Guidance: Yes, a motor carrier has discretion without the driver’s consent as provided by §382.405(g), to disclose information to the driver or the decision maker in a lawsuit, grievance, or other proceeding (including, but not limited to, worker’s compensation, unemployment compensation) initiated by or on behalf of the driver concerning prohibited conduct under 49 CFR part 382.
Also, an employer (motor carrier) may be required to provide the test result information pursuant to other Federal statutes or an order of a competent Federal jurisdiction, such as an administrative subpoena, as allowed by §382.405(a) without the driver’s written consent.
Question 5: What is meant by the term “as required by law” in relation to State or local laws for disclosure of public records relating to a driver’s testing information and test results?
Guidance: The term “as required by law” in §382.405(a) means Federal statutes or an order of a competent Federal jurisdiction, such as an administrative subpoena. The Omnibus Transportation Employee Testing Act of 1991, and the implementing regulations in part 382, require that test results and medical information be confidential to the maximum extent possible. (Pub. L. 102-143, Title V, section 5(a)(1), 105 Stat. 959, codified at 49 U.S.C. 31306). In addition, the Act preempts inconsistent State or local government laws, rules, regulations, ordinances, standards, or orders that are inconsistent with the regulations issued under the Act.
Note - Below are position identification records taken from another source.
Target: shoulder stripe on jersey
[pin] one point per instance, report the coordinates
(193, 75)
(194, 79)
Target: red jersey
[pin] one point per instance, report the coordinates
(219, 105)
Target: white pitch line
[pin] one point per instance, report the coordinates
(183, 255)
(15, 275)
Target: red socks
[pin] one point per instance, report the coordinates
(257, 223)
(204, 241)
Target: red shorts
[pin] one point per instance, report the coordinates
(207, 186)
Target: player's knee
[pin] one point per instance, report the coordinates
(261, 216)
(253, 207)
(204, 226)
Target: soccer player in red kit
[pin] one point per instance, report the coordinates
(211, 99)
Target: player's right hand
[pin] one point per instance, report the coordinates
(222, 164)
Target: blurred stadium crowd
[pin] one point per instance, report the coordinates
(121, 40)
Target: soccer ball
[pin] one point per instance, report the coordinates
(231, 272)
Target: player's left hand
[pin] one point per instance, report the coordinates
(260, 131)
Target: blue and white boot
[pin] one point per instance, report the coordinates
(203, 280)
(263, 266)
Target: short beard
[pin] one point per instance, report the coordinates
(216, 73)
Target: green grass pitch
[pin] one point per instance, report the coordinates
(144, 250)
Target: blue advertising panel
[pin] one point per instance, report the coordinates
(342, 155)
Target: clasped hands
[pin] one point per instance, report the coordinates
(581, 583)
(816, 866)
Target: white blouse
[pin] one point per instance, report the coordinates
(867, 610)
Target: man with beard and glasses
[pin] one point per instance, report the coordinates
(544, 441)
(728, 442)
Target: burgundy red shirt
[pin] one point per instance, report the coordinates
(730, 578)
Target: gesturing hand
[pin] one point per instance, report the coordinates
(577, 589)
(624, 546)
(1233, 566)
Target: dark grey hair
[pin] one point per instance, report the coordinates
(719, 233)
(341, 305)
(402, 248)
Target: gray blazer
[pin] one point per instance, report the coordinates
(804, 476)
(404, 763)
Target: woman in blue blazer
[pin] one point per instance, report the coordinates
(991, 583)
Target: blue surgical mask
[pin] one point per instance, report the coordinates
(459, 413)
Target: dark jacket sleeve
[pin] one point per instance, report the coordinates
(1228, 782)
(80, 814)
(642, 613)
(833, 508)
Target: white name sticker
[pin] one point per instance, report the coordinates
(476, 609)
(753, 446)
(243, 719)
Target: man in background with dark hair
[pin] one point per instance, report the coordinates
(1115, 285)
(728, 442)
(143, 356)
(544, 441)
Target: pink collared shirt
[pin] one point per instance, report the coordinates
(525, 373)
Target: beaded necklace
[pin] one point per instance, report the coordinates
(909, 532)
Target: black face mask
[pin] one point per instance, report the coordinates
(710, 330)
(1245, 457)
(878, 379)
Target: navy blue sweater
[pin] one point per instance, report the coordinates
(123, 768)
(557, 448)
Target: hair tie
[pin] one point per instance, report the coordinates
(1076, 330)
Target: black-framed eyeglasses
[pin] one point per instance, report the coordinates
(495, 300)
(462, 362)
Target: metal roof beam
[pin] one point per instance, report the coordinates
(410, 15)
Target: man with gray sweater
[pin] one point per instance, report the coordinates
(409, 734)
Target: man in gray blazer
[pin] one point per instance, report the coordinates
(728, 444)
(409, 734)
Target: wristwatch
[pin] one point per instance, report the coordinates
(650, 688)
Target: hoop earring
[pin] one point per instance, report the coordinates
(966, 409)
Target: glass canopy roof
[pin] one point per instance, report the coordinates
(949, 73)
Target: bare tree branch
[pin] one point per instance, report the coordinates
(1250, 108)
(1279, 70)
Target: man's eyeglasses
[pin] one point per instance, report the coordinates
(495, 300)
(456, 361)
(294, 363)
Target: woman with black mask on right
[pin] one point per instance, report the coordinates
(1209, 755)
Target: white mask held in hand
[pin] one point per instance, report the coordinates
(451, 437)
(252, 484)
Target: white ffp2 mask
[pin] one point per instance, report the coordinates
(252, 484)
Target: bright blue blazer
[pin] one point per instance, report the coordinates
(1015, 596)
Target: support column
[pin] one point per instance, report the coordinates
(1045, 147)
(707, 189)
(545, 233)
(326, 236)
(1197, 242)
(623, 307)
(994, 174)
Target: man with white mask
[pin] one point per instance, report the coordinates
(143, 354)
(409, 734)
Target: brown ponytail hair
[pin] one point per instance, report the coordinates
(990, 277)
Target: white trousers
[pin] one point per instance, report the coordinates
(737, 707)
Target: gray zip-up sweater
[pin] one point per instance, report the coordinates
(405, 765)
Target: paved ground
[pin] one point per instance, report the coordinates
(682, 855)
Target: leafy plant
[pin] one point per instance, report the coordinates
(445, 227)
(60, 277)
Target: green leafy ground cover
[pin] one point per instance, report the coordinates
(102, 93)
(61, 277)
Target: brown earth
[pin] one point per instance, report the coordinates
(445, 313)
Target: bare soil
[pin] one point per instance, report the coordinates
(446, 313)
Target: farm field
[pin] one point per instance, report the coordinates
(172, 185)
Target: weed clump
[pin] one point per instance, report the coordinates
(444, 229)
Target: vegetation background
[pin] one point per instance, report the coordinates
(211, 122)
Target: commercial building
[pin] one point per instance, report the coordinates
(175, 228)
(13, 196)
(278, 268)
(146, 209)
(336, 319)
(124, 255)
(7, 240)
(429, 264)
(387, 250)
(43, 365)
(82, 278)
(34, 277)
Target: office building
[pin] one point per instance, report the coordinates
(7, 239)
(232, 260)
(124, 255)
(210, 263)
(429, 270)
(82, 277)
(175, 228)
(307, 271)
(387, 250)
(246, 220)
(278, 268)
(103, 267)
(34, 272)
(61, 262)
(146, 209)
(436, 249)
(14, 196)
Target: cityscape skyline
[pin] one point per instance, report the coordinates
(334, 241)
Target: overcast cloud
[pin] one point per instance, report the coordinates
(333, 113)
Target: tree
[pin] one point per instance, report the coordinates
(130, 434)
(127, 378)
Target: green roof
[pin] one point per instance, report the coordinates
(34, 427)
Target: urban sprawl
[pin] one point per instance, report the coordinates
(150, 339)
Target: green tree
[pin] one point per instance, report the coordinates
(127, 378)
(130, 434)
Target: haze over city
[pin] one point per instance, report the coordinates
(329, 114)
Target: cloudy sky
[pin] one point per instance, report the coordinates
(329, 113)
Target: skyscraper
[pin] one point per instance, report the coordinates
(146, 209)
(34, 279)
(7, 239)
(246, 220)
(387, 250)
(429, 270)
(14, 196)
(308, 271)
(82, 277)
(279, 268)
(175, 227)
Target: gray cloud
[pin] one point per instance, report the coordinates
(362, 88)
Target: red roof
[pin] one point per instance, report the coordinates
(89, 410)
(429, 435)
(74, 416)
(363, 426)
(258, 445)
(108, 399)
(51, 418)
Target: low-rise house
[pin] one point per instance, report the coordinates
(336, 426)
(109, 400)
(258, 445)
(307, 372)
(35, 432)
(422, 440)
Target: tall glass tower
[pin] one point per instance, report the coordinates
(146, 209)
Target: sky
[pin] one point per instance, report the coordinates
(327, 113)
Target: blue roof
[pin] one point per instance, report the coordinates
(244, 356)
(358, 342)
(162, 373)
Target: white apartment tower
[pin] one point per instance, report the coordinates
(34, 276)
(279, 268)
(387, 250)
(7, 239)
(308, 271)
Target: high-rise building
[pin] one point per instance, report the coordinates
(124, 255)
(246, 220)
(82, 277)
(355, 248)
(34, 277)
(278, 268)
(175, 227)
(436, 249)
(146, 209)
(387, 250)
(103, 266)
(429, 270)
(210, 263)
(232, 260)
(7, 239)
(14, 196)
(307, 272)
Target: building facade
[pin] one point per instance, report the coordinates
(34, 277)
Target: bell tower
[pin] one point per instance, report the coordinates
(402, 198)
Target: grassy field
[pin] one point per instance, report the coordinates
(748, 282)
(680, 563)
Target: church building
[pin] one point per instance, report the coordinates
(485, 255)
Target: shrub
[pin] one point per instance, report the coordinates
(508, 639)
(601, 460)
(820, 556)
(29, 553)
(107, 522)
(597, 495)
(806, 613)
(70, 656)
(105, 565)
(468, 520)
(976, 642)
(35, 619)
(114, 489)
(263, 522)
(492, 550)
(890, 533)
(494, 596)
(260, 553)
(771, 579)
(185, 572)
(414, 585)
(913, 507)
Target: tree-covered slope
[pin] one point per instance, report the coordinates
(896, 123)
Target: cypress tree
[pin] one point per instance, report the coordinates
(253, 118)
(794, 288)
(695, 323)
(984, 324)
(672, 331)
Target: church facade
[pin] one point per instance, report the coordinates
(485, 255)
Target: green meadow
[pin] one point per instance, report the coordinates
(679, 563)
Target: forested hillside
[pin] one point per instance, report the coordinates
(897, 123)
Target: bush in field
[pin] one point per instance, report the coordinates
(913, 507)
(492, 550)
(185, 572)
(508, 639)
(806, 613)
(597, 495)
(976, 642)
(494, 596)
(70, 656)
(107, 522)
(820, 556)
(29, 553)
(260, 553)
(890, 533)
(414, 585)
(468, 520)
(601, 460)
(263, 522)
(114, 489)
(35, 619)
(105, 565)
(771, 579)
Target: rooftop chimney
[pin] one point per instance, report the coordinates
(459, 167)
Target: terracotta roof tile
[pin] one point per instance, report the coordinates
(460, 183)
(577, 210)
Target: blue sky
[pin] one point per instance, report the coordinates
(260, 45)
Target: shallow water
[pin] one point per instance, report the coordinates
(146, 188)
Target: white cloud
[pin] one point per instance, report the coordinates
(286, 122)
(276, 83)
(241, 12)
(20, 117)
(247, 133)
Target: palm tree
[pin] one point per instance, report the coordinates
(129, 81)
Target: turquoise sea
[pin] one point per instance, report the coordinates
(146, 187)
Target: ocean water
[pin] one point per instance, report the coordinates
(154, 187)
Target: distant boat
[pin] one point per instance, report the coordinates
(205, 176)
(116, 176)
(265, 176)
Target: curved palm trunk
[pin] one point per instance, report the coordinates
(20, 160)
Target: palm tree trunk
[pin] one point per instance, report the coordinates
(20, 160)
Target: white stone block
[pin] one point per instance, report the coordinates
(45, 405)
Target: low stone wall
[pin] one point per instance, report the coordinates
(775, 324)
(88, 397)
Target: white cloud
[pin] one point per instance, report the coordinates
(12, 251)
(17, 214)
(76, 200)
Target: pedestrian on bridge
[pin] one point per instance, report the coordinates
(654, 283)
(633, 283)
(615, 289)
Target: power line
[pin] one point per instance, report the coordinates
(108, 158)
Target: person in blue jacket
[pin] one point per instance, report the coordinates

The FHWA believes the only State and local officials that may have access to the driver’s records under §382.405(d) and 49 U.S.C. 31306, without the driver’s written consent, are State or local government officials that have regulatory authority over an employer’s (motor carrier’s) alcohol and drug testing programs for purposes of enforcement of part 382. Such State and local agencies conduct employer (motor carrier) compliance reviews under the FHWA’s Motor Carrier Safety Assistance Program (MCSAP) on the FHWA’s behalf in accordance with 49 CFR part 350.